Predictive models for lung cancer often fall short when applied beyond the clinical settings in which they were developed, especially when evaluating biopsied lung nodules.
A recent study in Radiology: Artificial Intelligence highlights this challenge and offers guidance for improving models’ generalizability across institutions and clinical settings with strategies such as image harmonization and fine-tuning models on local patient populations.
More than 1.5 million Americans have at least one pulmonary nodule detected either incidentally at routine chest CT or during lung cancer screening every year. Nodule biopsy carries risks, costs and anxiety for patients. With 95% of indeterminate pulmonary nodules found to be benign, clinical guidelines recommend risk-stratifying nodules before resorting to invasive percutaneous or surgical interventions.
“We want to diagnose these pulmonary nodules earlier and noninvasively, and we want to avoid performing a biopsy on benign nodules,” said study lead author Thomas Z. Li, PhD, from the Medical-image Analysis and Statistical Interpretation (MASI) Lab at Vanderbilt University in Nashville, TN. “Better noninvasive diagnostic tools can help us do that.”
Statistical models for predicting lung cancer have the potential to improve risk stratification, aiding in earlier diagnosis of malignancy as well as reducing the risk of morbidity, costs and unnecessary anxiety associated with the workup of benign disease.

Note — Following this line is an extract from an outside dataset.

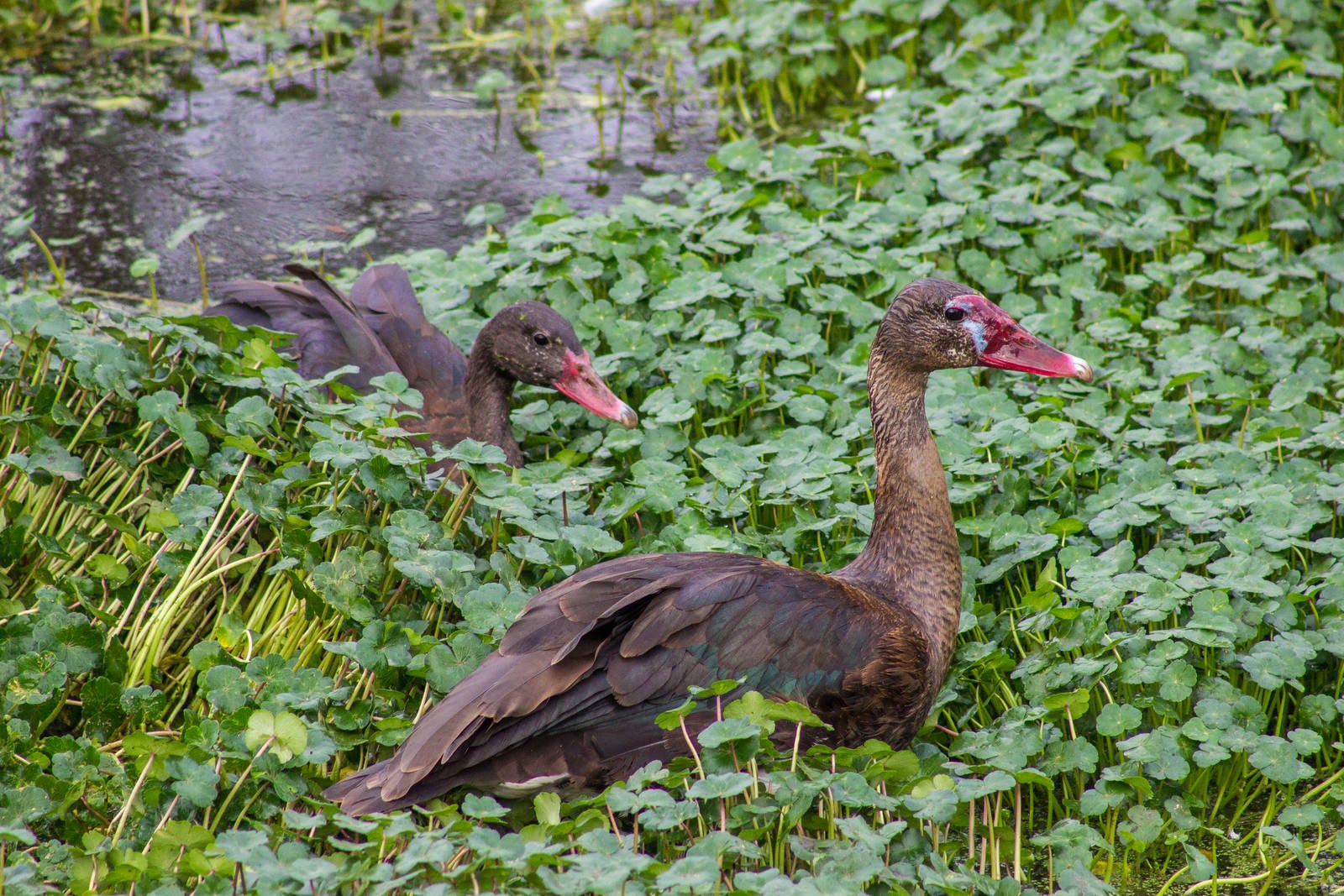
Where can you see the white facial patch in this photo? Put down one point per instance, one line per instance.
(978, 333)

Several models have been validated, but a systematic analysis of their performance is lacking.
To learn more, Dr. Li and colleagues evaluated eight validated predictive models developed to stratify pulmonary nodules. The models consisted of clinical prediction models, cross-sectional or longitudinal AI models, and multimodal approaches. The researchers evaluated the models on nine patient cohorts in three clinical settings: nodules detected during screening, incidentally detected nodules and pulmonary nodules deemed suspicious enough to warrant a biopsy.
“We wanted to know, in these three clinical settings, how do the models that have been developed so far perform?” Dr. Li said.

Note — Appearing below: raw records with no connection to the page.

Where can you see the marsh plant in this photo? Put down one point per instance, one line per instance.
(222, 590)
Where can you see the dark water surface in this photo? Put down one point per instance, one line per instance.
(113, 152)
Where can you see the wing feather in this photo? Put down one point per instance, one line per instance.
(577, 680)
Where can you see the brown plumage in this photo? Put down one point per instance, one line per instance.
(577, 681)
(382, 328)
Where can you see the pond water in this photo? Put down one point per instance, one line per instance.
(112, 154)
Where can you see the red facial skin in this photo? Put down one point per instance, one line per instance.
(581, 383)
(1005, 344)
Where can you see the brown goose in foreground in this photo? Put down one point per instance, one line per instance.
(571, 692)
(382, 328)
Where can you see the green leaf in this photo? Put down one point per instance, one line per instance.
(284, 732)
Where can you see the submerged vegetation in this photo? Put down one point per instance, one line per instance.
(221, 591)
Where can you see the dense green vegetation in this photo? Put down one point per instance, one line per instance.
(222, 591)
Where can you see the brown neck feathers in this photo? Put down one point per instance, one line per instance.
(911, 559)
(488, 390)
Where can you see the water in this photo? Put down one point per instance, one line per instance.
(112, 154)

Analysis revealed that the eight lung cancer prediction models failed to generalize well across clinical settings and sites outside of their training distributions.

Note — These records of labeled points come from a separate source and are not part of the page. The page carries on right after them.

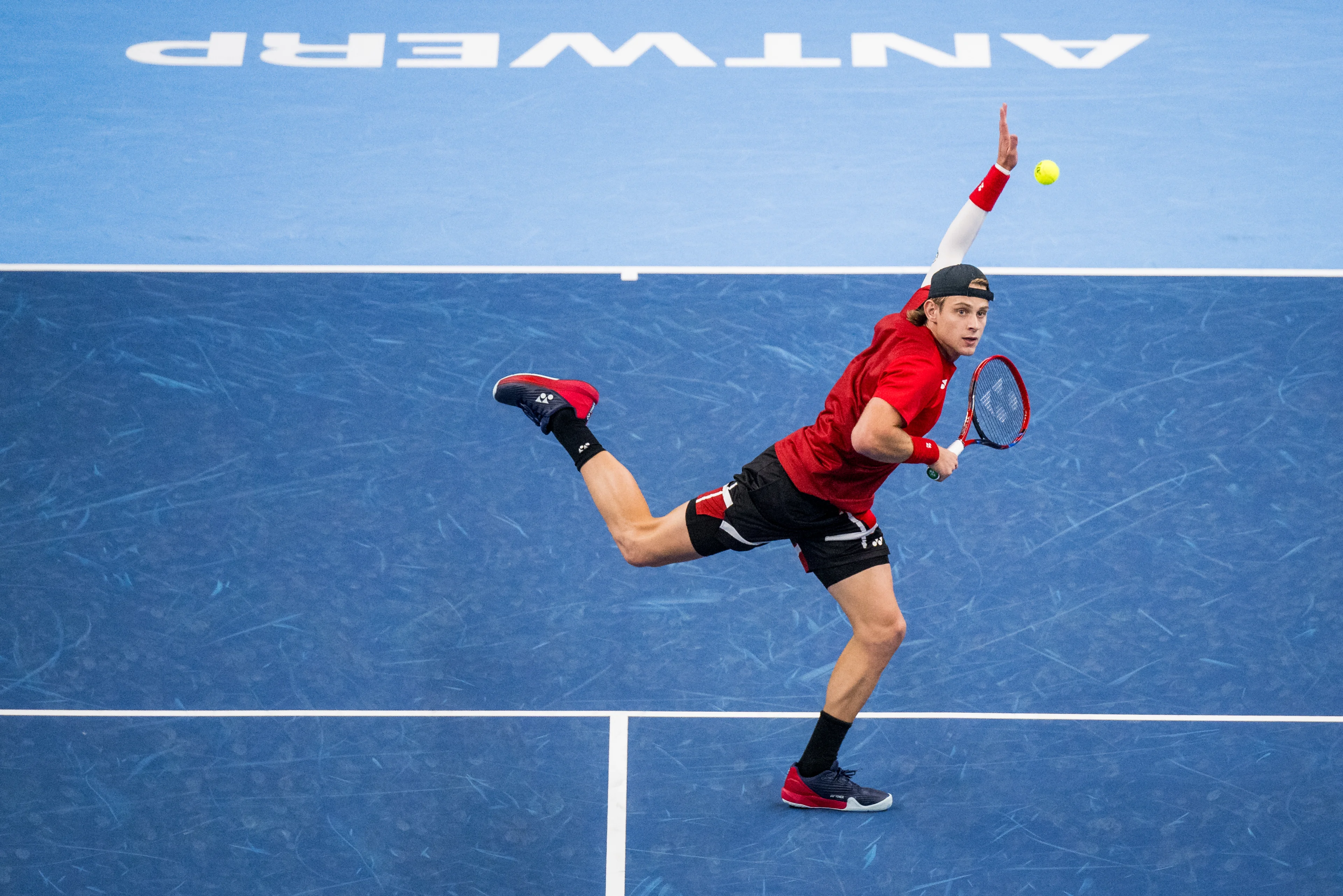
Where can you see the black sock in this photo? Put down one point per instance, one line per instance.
(575, 437)
(824, 747)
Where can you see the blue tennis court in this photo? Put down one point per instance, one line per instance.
(289, 605)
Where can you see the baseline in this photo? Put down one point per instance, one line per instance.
(632, 272)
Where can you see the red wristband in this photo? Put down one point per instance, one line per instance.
(986, 194)
(926, 452)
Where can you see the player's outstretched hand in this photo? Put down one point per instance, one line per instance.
(946, 465)
(1007, 142)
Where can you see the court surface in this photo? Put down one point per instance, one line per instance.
(294, 493)
(291, 606)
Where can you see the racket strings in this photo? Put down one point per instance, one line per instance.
(1000, 410)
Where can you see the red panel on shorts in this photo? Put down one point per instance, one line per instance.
(711, 504)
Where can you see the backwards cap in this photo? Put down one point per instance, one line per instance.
(955, 281)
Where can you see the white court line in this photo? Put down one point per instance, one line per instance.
(632, 272)
(637, 714)
(618, 754)
(617, 781)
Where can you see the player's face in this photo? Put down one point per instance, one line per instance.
(959, 324)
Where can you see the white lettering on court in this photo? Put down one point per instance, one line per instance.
(782, 51)
(459, 50)
(363, 51)
(598, 56)
(869, 51)
(223, 49)
(1056, 53)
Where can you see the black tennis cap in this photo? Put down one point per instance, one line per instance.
(955, 281)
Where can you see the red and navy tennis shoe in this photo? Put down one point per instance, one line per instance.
(833, 789)
(542, 397)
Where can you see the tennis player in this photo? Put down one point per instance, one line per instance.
(816, 487)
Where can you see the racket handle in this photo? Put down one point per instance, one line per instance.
(955, 448)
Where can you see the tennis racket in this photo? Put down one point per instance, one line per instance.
(1000, 409)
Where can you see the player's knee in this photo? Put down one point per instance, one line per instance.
(884, 632)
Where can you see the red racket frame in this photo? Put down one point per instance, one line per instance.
(970, 407)
(970, 412)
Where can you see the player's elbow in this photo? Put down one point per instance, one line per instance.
(864, 440)
(637, 550)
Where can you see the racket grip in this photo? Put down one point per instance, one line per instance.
(955, 448)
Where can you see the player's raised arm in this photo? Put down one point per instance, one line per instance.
(966, 226)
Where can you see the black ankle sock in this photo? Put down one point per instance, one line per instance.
(575, 437)
(824, 747)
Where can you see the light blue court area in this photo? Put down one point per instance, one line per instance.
(288, 492)
(691, 134)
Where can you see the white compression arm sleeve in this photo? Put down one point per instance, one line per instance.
(957, 242)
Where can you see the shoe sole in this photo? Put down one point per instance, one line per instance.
(495, 393)
(853, 805)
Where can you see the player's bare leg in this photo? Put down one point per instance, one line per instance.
(644, 539)
(563, 407)
(816, 781)
(869, 601)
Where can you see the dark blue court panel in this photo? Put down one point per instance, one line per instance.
(296, 492)
(992, 808)
(1212, 144)
(292, 806)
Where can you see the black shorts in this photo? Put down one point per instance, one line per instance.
(762, 504)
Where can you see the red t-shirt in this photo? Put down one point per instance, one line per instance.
(903, 367)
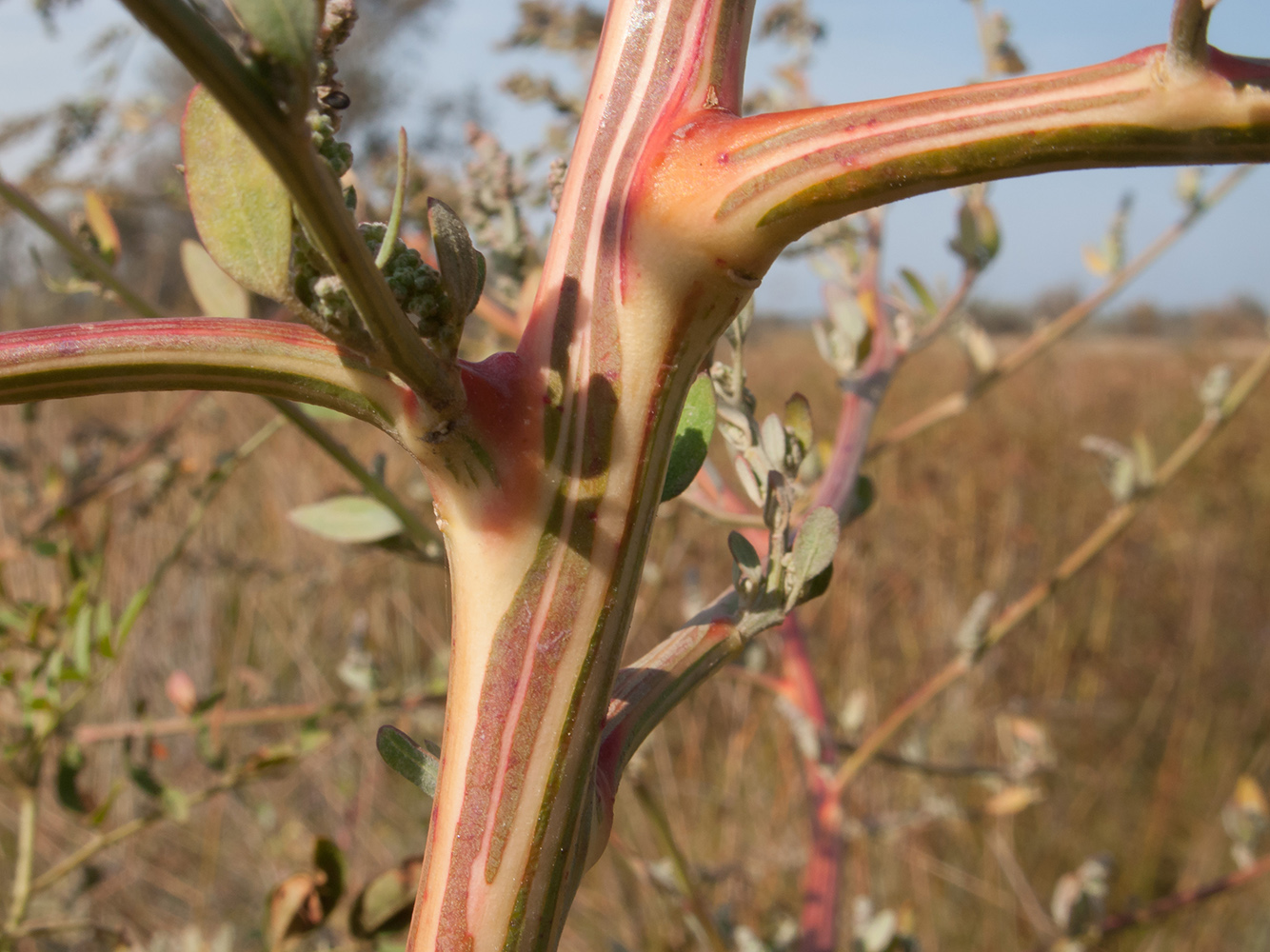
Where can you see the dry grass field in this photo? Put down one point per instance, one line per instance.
(1148, 672)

The findings show that a single external validation set is not enough to guarantee generalization performance, Dr. Li noted.
“You’re training the model on one group, which is a healthy screening population, and then you’re trying to apply it into a different group, and what we see is that it doesn’t work,” he said. “We need the model to be evaluated across multiple different institutions, and we need it to be evaluated in different clinical settings.”